Finally, I'm going to execute my sample query on my Health Store and that's all it takes, so let's build and run.

So here I have my training log, I'm going to tap on my immunization dashboard tab. I see the new Health Records authorization sheet explaining to my users how my app could potentially use my users' health records. I'm going to tap continue and here my user has a chance to allow or deny categories as they see fit. There is my purpose string that I defined in my Info.plist earlier alongside a link to my app's privacy policy. Now users have to explicitly switch for every single category, there's no turn on all button. So for the purposes of the demo I'm going to enable immunizations and to have share current records. For future records I'll leave with the default Ask Before Sharing and I'll tap done. And just like that I have a list of all my users' immunizations. So that's just-- So that's just using display name, but there's a lot more information contained in the clinical records FHIR resources. So to tell you more about FHIR I'd like to hand it back to Jason. Thank you, Peyton. So Peyton just showed us how we can request authorization in our app, query for data, and take advantage of the new display name on HKClinicalRecord to present that information to users in a way they're familiar.

So now let's take a look at FHIR and see what you can do with this rich data format. Users interact with multiple healthcare institutions over the course of their lives and these are often running different electronic health record systems that don't always represent data in the same way. This makes interoperability incredibly difficult. So to address this the healthcare community came together in an effort called the Argonaut Project, this uses FHIR, a flexible JSON representation of health records and 2 as defined by the Smart Authorization Guide to allow connections, consistent connections to healthcare institutions and to allow data to be downloaded in a common format and related across those multiple institutions.

FHIR itself models a huge universe of health data from allergy intolerance to vision prescription and it organizes this data into different data types called resources. Each resource has a resource type and there is one for each and every kind of health data. Today we are selecting the eight most common resource types and these are defined within the Argonaut Project and we are grouping these into the seven different clinical types that we saw earlier. You'll note that we split observations into lab results and vital signs based on the categorization and we group multiple medication resource types into the medications category. So FHIR represents data as a JSON dictionary and there are some key properties that are present on all FHIR resources. Things like the resource type, here we're looking at an observation and this tells us that in the context of health this is a lab result or a vital sign.

We also have an ID present on all resource types. This is a unique identifier for that resource, but you should note that it is only unique within the domain of that resource type for that healthcare institution.

One of the most fundamental building blocks of FHIR is a coding.

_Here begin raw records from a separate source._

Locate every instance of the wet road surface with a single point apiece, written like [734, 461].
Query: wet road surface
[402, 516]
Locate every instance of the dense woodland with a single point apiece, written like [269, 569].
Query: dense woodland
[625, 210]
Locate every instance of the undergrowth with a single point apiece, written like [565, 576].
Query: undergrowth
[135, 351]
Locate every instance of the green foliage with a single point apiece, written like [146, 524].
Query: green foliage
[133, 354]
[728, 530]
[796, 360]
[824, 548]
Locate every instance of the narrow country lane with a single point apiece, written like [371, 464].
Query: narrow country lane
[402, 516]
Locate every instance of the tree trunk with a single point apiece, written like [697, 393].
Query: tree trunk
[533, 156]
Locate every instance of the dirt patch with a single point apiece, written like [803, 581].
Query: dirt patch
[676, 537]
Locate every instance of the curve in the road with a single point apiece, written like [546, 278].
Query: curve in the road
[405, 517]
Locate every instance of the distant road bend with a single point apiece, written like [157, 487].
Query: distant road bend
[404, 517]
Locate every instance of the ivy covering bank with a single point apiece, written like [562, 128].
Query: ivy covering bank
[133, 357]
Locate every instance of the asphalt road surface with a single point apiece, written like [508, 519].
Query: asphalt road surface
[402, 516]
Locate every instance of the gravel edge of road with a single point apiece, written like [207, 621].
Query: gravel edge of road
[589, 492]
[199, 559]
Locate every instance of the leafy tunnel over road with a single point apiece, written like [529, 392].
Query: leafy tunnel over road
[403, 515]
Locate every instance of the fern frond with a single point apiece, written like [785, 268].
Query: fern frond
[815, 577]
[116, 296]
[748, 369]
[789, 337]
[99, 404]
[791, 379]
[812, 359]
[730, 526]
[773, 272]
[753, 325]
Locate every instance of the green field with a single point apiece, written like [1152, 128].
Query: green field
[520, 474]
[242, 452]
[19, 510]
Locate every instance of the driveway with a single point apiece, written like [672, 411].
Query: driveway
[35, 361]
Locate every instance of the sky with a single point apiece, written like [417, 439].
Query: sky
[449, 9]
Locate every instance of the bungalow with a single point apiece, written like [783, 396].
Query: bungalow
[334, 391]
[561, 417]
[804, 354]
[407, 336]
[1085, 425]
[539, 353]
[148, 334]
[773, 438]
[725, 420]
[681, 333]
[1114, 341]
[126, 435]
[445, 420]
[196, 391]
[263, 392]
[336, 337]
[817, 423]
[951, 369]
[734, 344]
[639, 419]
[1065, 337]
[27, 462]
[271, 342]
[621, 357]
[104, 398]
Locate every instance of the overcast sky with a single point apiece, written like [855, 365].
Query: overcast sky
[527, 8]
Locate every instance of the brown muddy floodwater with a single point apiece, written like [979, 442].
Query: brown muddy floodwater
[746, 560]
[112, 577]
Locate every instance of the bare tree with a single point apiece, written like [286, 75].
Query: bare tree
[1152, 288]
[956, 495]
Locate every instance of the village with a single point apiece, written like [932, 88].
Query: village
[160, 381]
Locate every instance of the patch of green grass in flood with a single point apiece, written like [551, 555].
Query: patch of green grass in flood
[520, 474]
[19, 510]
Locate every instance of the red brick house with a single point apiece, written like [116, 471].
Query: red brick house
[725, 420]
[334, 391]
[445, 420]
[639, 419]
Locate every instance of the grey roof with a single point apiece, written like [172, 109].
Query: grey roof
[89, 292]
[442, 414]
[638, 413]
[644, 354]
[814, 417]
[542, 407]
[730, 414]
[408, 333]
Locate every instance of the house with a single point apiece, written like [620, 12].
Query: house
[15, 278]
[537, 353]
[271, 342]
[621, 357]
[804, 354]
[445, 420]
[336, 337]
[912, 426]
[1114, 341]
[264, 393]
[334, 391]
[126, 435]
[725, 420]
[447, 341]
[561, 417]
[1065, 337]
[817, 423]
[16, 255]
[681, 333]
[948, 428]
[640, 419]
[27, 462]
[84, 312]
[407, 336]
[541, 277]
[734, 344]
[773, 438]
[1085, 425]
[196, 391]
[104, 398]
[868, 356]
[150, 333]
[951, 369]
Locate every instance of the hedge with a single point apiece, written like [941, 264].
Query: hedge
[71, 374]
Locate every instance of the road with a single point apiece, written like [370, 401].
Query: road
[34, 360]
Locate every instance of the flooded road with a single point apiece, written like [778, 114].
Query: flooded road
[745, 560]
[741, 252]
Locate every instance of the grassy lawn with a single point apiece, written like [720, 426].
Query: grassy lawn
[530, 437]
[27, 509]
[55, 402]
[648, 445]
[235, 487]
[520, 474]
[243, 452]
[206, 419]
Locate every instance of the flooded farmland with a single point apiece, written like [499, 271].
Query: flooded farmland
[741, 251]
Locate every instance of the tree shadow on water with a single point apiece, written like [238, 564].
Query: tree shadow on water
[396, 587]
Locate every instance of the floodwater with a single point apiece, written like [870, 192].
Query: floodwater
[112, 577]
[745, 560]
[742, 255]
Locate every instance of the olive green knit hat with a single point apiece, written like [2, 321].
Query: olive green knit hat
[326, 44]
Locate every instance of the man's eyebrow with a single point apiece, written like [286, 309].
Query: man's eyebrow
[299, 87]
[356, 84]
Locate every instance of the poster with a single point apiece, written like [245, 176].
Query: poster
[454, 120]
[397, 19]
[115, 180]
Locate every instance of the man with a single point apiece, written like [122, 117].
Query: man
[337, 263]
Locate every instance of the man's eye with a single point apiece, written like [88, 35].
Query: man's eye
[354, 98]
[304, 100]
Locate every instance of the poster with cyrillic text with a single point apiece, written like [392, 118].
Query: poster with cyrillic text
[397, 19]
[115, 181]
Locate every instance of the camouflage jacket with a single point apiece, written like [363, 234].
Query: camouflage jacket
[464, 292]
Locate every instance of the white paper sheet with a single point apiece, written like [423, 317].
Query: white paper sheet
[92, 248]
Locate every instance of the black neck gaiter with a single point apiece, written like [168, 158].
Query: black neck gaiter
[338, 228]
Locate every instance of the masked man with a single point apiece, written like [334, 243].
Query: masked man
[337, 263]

This allows for a reference to a unique identifier or a code scoped within an external coding system. There are a number of coding systems specified within FHIR and you can use these to find out more about the items that are referenced in medical records or to relate specific things across multiple healthcare institutions. Here we're actually looking at a category coding which tells us that this is a lab result.

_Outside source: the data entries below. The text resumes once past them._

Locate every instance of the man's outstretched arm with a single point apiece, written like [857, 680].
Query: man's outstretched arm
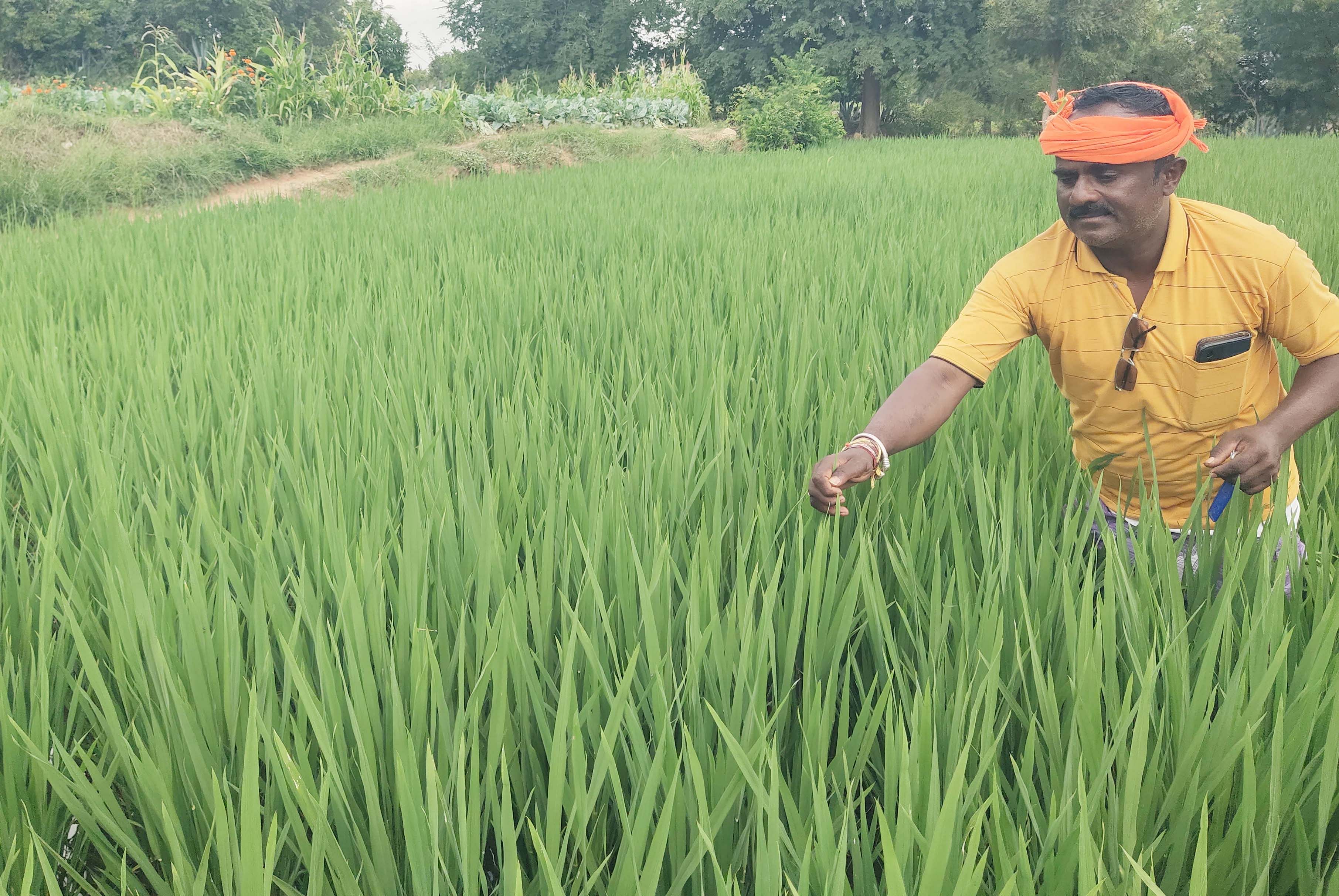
[1261, 448]
[908, 417]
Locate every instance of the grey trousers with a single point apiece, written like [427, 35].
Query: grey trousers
[1124, 530]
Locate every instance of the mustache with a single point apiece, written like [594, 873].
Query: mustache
[1089, 211]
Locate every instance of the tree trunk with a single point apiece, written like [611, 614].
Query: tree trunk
[1056, 84]
[870, 105]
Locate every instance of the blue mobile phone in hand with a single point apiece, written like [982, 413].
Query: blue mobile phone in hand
[1220, 501]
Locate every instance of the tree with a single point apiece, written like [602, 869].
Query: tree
[1295, 49]
[1083, 39]
[731, 43]
[551, 38]
[868, 39]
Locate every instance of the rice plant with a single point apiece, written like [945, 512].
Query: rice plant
[453, 540]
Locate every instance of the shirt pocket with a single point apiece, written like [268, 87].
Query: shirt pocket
[1215, 391]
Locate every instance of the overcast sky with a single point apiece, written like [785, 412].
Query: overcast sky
[421, 18]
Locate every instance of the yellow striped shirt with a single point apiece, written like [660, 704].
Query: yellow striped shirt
[1220, 272]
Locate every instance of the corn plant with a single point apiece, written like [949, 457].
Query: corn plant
[288, 88]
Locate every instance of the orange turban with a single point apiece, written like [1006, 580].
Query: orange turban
[1119, 141]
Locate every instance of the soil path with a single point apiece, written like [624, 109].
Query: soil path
[294, 183]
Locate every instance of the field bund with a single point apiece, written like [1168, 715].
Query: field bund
[452, 539]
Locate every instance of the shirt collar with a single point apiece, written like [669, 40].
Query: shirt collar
[1173, 251]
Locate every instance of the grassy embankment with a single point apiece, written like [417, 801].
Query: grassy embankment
[69, 164]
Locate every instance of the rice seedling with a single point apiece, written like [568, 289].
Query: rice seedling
[453, 540]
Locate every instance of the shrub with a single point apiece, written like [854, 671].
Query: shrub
[793, 110]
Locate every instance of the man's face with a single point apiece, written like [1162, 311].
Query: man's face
[1113, 206]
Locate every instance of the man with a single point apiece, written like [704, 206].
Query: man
[1153, 310]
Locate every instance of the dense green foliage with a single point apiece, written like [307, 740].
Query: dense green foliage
[1270, 62]
[795, 110]
[99, 39]
[453, 540]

There's also a code in the case of an observation for what is being measured.

This is blood glucose as defined in the LOINC coding system and it could take that code and look it up in the LOINC database for alternative names and further information. And of course this is an observation so I have the value that is observed. This is 60 milligrams per deciliter and you'll note that even the units here are coded, so I have a really comprehensive understanding about what's going on.

FHIR resources have many additional data elements and I encourage you to go and look at the Argonaut Project documentation to find out more and I'll have details of these at the end. In HealthKit we model a FHIR resources as HKFHIRResource. We provide some key properties like the data, access to the full raw data.

We surface common elements like the resource type and identifier. You can access the data using Swift codable or JSON serialization. Here you can see that I've defined my own codable struct, my codable observation and I'm using that to pull out the value quantity that we saw earlier. You can have confidence that the data is structured correctly here as we only share valid FHIR resources through the API. We also introduce some predicates to make it easier for you to work with HKClinicalRecord. We have a predicate to allow you to query by resource type, here I'm looking for prescription or in FHIR a medication order.

We also have a predicate to allow you to uniquely identify records by their source, resource type and identifier. This can be incredibly useful as FHIR resources can reference other FHIR resources. For example, a medication might reference the condition that it treats.

Now there are some additional considerations you need to be aware of when working with FHIR.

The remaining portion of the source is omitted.